Se il problema è la dipendenza, cosa di cui siamo certi, e che vediamo ulteriormente evidenziata dal primo meccanismo di difesa che siamo soliti porre in atto, vale a dire la negazione, crediamo che si debba partire, per cercare di ristabilire un ordine delle cose eticamente tollerabile, dall’educazione all’uso dello smartphone e di tutti i dispositivi mobili. In modo che la Fear of missing out si trasformi in Necessity of missing out.

Vale la pena, in chiusura, ricordare come nel documentario “The Social Dilemma” di Jeff Orlowski, in cui si affrontava la denuncia sociale sulla dipendenza che generano le app inventate al fine di sfruttare le nostre vulnerabilità psicologiche, e renderci così dipendenti da internet, una delle frasi che più colpirono fu quella che sentenziava come fossero “soltanto due industrie che chiamano i loro clienti User, e cioè quella delle droghe illegali e quella dei software”. L’utilizzo compulsivo dei Social Network da un punto di vista comportamentale ricalca in modo impressionante il rapporto dei tossicodipendenti con le sostanze stupefacenti.

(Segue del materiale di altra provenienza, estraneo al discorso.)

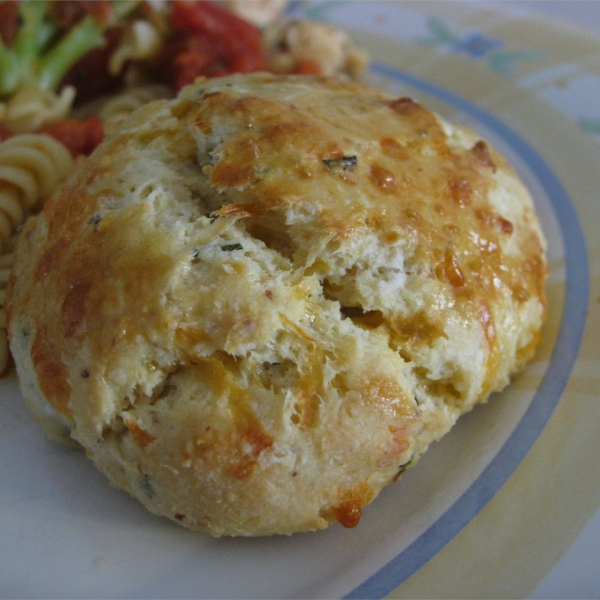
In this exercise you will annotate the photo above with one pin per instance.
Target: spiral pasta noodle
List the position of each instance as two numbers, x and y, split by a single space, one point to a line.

Siamo stati trasformati in un prodotto da vendere online.

Per cui dobbiamo quanto più a lungo possibile restare online, in modo da essere preda degli attacchi di tutti gli squali che ci gravitano attorno. Il mercato è cambiato. Online noi pensiamo di essere gli acquirenti mentre in realtà siamo la merce che viene venduta. Siamo le vittime di un quadro più grande, che spesso non riusciamo a inquadrare. Veniamo profilati proprio per questo motivo. Diventare carne da macello. E ancora una volta Orlowski centra perfettamente il punto quando afferma che “se il prodotto non si paga, vuol dire che il prodotto sei tu”.

Ed è qui, che ci poniamo la domanda più importante in merito: la dipendenza da Social Network (o allargando il discorso, da internet) è un sintomo o una causa? Domanda che riformulata meglio potrebbe suonare come: l’Internet Addiction Disorder è la causa dei nostri mali, o la conseguenza di altro tipo di disturbi psicologici? La risposta non è per nulla scontata. Di certo c’è soltanto che l’iperconnessione, con lo sdoppiamento della nostra personalità, e la nascita di un nostro “gemello” virtuale che opera esclusivamente online, non può che condizionare il nostro sviluppo intellettivo, determinando un ritardo che prima o poi si renderà manifesto, che lo si voglia accettare o meno.